Samsung achieved several noteworthy accomplishments to end 2007: It took the No. 2 position worldwide for the year, posted its third consecutive quarter as the No. 2 vendor worldwide, and recorded its sixth consecutive quarter of shipment growth.

I’m rooting for Samsung. In the US, they’ve released some solid hits with the Blackjack and Juke in the US and they have more handset models than I can count released internationally. All of them are pretty decent too, and they stack right up there with HTC and UTStarcomm with their Windows Mobile implementations.

But Nokia continues to reign supreme interntaionally:

Nokia shipped more units in the fourth quarter than the next three vendors’ shipment volumes combined. This, Nokia executives pointed out, was the result of its streamlined operations, which produced on average nearly 1.5 million units each day during the quarter.

Interestingly, Nokia makes the most profit and most revenue from their N-Series devices. Though they ship many more low and mid-range devices, they’ve been charging an arm and a leg for the N95 and other high end devices, and people have been paying! A lot!

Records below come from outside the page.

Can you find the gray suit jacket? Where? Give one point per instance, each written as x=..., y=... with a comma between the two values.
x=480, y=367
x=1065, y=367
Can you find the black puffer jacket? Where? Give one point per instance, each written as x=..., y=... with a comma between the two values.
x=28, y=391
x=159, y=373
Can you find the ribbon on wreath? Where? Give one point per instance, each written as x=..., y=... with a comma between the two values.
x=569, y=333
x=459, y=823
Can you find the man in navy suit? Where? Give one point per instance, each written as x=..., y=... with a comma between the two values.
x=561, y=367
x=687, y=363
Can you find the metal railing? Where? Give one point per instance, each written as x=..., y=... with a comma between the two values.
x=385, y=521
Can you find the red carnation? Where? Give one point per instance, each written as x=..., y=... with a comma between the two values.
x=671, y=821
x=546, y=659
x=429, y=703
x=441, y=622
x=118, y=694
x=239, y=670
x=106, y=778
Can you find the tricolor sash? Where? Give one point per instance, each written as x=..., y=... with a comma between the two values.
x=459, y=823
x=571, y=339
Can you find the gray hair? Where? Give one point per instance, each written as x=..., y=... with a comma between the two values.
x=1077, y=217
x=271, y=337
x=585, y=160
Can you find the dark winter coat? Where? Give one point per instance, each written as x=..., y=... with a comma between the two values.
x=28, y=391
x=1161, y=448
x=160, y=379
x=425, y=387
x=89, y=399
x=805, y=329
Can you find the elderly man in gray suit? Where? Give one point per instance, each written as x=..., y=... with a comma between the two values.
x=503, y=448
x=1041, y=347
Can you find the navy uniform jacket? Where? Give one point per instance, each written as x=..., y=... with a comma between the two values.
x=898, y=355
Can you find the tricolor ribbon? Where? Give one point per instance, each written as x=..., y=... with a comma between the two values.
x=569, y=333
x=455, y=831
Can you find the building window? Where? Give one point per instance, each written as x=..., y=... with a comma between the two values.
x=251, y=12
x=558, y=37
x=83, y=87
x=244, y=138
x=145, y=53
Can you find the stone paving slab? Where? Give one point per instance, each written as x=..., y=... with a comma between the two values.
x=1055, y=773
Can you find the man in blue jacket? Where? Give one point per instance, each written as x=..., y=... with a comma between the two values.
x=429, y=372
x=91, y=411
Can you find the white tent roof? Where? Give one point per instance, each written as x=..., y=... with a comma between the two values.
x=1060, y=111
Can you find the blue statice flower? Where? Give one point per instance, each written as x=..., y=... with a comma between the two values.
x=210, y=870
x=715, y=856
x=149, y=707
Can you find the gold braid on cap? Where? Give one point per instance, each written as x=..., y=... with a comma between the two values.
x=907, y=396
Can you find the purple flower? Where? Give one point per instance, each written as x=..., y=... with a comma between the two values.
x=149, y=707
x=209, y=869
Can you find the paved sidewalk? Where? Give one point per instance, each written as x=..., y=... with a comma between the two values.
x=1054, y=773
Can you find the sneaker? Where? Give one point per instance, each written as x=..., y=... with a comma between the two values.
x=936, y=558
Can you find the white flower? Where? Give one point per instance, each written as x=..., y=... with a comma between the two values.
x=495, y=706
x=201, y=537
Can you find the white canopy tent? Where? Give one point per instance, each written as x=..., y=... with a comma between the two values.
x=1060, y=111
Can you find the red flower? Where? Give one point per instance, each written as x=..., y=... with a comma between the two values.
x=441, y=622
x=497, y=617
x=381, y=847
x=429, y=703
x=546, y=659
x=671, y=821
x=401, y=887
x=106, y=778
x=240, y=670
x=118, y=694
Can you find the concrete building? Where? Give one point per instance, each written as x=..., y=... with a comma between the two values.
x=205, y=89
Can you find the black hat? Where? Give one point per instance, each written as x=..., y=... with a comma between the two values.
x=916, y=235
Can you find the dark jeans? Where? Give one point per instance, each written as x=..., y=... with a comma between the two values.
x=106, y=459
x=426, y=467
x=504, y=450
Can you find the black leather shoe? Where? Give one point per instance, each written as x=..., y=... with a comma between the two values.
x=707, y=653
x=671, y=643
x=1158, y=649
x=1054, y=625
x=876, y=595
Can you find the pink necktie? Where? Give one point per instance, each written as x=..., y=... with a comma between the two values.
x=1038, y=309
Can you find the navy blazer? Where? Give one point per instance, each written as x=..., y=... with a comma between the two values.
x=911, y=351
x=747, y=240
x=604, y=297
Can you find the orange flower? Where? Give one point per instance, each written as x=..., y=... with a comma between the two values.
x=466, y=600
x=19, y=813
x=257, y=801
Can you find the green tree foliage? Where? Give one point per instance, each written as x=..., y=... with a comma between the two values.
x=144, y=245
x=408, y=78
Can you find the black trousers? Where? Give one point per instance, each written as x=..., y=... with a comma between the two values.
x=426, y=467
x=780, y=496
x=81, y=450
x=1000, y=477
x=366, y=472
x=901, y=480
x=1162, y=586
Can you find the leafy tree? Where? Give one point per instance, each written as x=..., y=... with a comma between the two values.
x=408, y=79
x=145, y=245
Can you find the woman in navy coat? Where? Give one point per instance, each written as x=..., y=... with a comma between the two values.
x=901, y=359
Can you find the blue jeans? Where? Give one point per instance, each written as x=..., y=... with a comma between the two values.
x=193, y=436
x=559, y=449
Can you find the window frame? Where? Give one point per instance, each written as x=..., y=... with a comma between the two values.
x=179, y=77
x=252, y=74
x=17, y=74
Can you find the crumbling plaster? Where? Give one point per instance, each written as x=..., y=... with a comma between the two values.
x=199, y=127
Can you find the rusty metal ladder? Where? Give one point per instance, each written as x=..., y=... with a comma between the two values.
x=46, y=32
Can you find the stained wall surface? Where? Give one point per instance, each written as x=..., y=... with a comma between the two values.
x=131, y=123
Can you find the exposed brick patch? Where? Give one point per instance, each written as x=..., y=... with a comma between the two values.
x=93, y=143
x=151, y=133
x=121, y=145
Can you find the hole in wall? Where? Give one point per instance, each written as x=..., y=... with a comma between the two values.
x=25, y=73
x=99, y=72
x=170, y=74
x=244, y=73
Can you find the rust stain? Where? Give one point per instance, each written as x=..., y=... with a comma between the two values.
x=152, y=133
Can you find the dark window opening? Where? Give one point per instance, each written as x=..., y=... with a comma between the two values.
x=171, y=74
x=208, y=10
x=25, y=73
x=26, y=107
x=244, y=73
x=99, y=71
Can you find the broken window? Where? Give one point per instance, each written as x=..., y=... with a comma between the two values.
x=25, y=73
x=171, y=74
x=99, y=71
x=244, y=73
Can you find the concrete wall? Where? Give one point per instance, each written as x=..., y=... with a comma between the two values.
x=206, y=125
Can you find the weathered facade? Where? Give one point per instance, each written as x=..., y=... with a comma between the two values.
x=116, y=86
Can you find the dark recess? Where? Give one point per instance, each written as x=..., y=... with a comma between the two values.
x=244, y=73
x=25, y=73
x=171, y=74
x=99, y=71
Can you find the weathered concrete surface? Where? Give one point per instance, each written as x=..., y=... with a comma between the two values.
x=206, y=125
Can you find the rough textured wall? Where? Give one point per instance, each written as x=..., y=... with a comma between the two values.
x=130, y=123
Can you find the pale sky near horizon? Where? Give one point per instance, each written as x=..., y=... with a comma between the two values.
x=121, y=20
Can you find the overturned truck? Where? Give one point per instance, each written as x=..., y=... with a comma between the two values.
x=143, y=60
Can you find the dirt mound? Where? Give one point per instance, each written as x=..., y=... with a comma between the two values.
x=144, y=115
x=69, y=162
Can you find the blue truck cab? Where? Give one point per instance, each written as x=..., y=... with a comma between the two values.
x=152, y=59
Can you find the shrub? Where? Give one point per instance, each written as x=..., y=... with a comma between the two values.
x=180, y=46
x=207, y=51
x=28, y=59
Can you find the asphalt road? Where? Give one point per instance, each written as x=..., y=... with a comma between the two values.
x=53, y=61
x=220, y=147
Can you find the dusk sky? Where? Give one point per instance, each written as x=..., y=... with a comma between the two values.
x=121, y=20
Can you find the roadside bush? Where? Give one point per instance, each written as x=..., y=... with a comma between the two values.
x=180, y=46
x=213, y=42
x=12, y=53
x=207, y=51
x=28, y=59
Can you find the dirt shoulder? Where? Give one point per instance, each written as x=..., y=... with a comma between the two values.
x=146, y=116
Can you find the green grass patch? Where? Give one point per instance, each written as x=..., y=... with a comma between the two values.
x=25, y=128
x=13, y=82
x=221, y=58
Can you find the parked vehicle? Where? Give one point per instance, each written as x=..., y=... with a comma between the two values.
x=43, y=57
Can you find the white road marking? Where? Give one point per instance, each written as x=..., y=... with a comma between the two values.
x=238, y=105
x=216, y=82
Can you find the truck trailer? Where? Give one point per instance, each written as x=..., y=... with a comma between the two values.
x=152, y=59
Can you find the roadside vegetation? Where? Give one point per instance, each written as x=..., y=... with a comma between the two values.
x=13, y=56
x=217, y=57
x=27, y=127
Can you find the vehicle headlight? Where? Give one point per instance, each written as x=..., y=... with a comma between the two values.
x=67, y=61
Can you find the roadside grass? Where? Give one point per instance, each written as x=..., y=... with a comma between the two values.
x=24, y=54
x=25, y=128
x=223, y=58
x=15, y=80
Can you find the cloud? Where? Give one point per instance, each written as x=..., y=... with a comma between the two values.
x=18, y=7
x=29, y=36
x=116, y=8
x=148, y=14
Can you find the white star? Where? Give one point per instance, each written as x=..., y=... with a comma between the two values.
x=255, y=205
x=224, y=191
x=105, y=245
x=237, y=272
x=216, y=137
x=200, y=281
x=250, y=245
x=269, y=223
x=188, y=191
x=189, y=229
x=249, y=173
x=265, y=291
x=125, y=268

This shows that people are ready for capable smartphones at the price ranges of mid-range laptops. According to the IDC report:

Phones powered by Symbian make up 63 percent of the worldwide smartphone market, while those powered by Microsoft’s Windows Mobile have 11 percent and those running the BlackBerry system have 10 percent.

That’s a lot of the market with very capable handsets!